Here's two pics of my 7x70 cigar from Panama.


----------



## Richterscale (Jan 8, 2011)

lol nice.. how does it smoke? heh


----------



## feverishweasel (Mar 22, 2011)

wow, to quote what a girl told me once, "My jaw would hurt if I put my mouth around that"


----------



## sckfck (Mar 17, 2011)

WOW!


----------



## TonyBrooklyn (Jan 28, 2010)

It gives new meaning to the term Jawbreaker!


----------



## jneely (Aug 17, 2009)

Spectacular! Huge fan of the large ring gauges (and that's the definition of large ring gauge)


----------



## bigslowrock (May 9, 2010)

do you use that to start a camp fire?


----------



## Puros del Istmo de Panama (Dec 2, 2008)

Smokes great. Of course, lots of smoke. Should not be smoked while driving. A medium to full cigar. Original blend was full flavor. 
Filler and binder from Panama with Sumatra or Conn. wrapper from Nicaragua.


----------



## Zogg (Aug 31, 2010)

psh...

the puros indios is 18 inches XD


----------



## sckfck (Mar 17, 2011)

wow... thats ridiculous


----------



## Bunker (Jul 20, 2010)

I think Veeral needs one, he has already smoked an DE Egg :faint:


----------



## Deefuzz (Mar 25, 2011)

Wow. That has to be one of the biggest I have ever seen.

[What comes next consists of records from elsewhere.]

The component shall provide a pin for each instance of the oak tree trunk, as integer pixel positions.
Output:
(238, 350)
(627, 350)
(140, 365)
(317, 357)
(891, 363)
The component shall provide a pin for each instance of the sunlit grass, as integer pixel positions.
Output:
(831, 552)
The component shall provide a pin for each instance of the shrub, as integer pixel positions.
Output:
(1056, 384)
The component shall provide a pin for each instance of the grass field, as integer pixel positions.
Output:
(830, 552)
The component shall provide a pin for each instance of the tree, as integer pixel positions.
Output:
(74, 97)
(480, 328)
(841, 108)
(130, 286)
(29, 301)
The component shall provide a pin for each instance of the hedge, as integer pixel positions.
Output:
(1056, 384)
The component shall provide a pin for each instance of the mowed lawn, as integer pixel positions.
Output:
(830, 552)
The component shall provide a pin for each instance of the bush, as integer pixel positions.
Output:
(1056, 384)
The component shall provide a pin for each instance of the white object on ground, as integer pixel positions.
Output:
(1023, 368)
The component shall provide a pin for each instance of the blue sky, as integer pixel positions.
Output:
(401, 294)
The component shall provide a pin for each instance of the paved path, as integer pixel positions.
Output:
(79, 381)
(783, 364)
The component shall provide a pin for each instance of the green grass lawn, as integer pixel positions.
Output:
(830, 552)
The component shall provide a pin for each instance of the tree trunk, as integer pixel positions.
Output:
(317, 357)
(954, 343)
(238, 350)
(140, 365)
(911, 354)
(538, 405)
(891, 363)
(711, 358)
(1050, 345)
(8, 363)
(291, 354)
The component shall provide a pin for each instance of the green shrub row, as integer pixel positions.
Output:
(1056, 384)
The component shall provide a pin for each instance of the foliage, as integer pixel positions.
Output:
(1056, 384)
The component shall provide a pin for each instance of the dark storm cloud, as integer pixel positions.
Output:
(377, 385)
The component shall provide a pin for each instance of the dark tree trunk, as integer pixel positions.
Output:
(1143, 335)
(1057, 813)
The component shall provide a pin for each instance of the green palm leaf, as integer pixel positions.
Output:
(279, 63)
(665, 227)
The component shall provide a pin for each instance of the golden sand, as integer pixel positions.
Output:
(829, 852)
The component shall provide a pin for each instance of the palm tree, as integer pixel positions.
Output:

Well that one and the picture that Zogg posted up above


----------



## Zogg (Aug 31, 2010)

its a puros indios CHIEF, my friend's smoked one before (took 4.5 hours or so apparently)

they're $20-30, and you can actually find em relatively easily.

I'll have to find the pic of him smoking it.. he got a job working at a tobacco shop and that's their initiation thing for new people.. gotta smoke a chief!


----------



## l330n (Mar 24, 2011)

WOAH!


----------